Write Wow!

Writing tips and techniques from the publisher of Swimming Kangaroo Books. Send your 3-page writing sample to be critiqued to dindy@swimmingkangaroo.com with the word "critique" in the subject heading. Your submission will be critiqued on the blog, but your name will not be used unless you give permission.

Sunday, December 17, 2006

If This Is a Mystery, Where's the Stiff?

"I knew right away something was wrong as I hauled my suitcases into the house after being gone for two weeks. It wasn't the fact that my five cats and one dog were all gathered around the door to greet me--that was only to be expected, after all. And it wasn't even the fact that my mail was scattered on the entry hall floor-- David, the man who watches my house while I'm gone tends to just drop my mail and papers on the entry hall floor, leaving me a sea of paper to wade through every time I come home. It wasn't even the smell-- in a house with six animals, one of them extremely elderly, I get used to odd smells. No, I immediately knew something was wrong because at the end of the entry hall I saw a foot with a blue-jeaned leg attached to it. Someone was lying on the floor of my living room. Glancing at the wall I saw splatters of brownish-red, which stood out in stark contrast to my recent "eggshell white" paint job. It's not for nothing that I am a mystery writer. Immediately I realized that there was a body on the floor of my living room, and from the smell and the look of the blood splatters, that body was probably a dead one."

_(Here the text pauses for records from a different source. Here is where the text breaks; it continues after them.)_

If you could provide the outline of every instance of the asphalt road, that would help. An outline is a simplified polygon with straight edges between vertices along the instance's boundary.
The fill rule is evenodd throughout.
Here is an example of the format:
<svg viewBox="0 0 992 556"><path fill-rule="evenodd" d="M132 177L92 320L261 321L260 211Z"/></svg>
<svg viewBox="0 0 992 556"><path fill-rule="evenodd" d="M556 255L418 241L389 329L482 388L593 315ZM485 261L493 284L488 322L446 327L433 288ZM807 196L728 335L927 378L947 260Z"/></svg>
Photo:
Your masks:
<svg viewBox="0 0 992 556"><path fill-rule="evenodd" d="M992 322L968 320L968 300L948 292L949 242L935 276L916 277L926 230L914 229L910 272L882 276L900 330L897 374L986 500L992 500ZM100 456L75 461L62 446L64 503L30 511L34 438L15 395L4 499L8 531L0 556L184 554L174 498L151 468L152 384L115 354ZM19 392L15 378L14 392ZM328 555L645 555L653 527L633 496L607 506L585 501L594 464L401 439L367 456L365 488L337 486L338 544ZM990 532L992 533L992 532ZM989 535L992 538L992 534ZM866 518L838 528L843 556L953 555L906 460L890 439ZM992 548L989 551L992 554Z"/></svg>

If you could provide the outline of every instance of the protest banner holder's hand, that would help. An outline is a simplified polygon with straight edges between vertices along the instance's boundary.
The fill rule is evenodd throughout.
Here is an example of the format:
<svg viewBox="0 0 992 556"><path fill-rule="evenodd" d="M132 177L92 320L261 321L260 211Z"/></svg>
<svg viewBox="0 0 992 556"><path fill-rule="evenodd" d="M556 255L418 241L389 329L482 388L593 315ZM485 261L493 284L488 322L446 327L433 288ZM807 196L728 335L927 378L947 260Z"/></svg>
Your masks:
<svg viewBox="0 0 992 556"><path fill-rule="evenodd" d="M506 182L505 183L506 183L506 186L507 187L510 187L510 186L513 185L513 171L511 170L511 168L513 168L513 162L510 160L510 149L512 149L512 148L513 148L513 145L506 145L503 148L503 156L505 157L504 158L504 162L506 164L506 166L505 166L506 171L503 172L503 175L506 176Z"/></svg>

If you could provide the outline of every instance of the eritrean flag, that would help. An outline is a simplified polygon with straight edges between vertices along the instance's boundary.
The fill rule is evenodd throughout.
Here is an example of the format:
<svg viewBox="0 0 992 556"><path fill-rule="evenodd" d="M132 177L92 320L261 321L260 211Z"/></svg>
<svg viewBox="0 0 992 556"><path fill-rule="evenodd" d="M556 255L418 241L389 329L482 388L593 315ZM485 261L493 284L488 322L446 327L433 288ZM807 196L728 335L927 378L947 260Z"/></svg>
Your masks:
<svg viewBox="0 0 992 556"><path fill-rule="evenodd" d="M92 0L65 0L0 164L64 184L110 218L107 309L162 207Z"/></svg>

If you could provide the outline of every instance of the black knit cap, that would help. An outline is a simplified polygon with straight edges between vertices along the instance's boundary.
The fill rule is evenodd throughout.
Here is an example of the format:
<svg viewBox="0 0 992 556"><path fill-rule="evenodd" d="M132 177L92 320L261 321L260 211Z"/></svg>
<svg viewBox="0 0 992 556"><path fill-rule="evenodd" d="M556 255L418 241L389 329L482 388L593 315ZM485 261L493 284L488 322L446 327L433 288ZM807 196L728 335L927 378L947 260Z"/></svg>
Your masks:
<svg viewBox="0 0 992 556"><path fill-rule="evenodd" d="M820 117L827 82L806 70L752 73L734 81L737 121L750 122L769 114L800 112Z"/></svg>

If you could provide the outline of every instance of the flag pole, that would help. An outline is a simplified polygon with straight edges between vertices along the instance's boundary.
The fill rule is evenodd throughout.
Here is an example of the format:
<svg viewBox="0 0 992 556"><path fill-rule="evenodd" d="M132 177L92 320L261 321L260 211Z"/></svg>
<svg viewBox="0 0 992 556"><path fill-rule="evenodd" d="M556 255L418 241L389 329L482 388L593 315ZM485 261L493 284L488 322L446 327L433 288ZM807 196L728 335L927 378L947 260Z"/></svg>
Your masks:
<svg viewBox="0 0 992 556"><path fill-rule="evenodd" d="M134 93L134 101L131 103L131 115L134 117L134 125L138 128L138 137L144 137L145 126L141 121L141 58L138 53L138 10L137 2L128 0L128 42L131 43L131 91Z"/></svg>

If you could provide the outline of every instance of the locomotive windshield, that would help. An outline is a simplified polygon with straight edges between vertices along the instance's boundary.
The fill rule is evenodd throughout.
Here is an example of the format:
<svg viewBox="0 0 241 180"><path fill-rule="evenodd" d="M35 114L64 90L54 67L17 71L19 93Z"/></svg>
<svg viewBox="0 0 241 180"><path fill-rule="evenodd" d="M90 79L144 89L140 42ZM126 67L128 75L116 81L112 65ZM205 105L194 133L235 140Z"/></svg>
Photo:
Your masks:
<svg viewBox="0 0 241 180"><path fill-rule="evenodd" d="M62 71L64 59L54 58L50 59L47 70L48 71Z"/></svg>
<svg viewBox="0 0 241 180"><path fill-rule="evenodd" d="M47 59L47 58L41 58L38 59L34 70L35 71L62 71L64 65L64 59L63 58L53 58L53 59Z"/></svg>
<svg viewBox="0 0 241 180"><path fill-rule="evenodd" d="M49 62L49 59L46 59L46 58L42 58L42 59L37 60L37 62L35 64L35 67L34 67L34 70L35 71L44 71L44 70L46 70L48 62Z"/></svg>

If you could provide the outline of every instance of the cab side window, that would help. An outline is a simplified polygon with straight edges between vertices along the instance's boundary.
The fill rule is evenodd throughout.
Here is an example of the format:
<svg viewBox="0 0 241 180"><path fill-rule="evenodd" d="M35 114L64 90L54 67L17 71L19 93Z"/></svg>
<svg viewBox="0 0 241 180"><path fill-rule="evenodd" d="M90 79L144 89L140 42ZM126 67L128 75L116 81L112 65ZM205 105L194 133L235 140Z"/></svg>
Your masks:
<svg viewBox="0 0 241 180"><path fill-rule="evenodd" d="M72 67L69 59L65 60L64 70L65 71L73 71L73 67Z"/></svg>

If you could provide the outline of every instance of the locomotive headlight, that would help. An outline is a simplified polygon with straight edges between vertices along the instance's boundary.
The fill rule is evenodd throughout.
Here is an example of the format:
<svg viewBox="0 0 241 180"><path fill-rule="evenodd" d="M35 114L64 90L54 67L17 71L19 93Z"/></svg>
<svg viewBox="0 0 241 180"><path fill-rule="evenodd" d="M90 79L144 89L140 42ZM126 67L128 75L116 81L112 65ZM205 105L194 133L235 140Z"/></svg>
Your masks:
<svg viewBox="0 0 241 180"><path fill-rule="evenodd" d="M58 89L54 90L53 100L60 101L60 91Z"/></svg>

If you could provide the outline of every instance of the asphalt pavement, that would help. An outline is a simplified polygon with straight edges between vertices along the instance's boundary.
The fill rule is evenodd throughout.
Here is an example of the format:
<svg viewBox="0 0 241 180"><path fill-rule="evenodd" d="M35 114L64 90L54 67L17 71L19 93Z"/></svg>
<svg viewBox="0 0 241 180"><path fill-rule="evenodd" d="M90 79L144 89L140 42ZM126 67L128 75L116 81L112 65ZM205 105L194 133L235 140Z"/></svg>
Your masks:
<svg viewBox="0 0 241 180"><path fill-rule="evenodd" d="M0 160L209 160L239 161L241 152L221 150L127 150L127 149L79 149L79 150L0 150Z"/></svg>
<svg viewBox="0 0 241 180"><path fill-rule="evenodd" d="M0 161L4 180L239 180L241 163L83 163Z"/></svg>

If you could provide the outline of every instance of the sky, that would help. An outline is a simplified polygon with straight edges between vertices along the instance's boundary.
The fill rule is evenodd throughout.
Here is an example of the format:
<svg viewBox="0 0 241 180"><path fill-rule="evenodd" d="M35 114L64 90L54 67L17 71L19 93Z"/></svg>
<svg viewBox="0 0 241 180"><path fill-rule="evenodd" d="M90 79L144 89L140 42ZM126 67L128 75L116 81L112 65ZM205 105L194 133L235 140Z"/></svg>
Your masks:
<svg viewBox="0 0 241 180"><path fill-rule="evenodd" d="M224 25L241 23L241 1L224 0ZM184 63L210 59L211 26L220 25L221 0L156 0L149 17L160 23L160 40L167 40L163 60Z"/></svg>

The beginning paragraphs of your book are like a store display-- you want them to reach out and grab the reader and pull him/her into the story. I have a 100-page rule when I am reading for pleasure-- if I am not completely into the book after 100 pages, I stop reading it because my time is very valuable. When reading manuscripts, the bar is much lower. If the writer hasn't grabbed me within the first five pages, it's a huge blackmark against the submission. I go ahead and skim through the remaining sample pages to see if the weak beginning can be redeemed, but it's really hard to recover from a weak start.

Here's a good rule to remember, "If this is a mystery, where's the stiff?" I ask that because I once had someone submit a manuscript to me that they described as a mystery, but 100 pages into the manuscript, not only were there no dead bodies, but there was no element of suspense whatsoever. One good way to tell if your beginning is NOT a grabber is if you find yourself picking chapters from later in the book to send to the publisher because "that's where it really starts to get good." If your first three chapters are not the ones you are using to try to convince the publisher to offer you a contract, then you probably need to take a good look at the structure of your book. Maybe you need to move the "Really good" chapters up to the beginning.

Now if you'll excuse me, the police have come and gone, and I have to try to get the bloodstains off of my wall.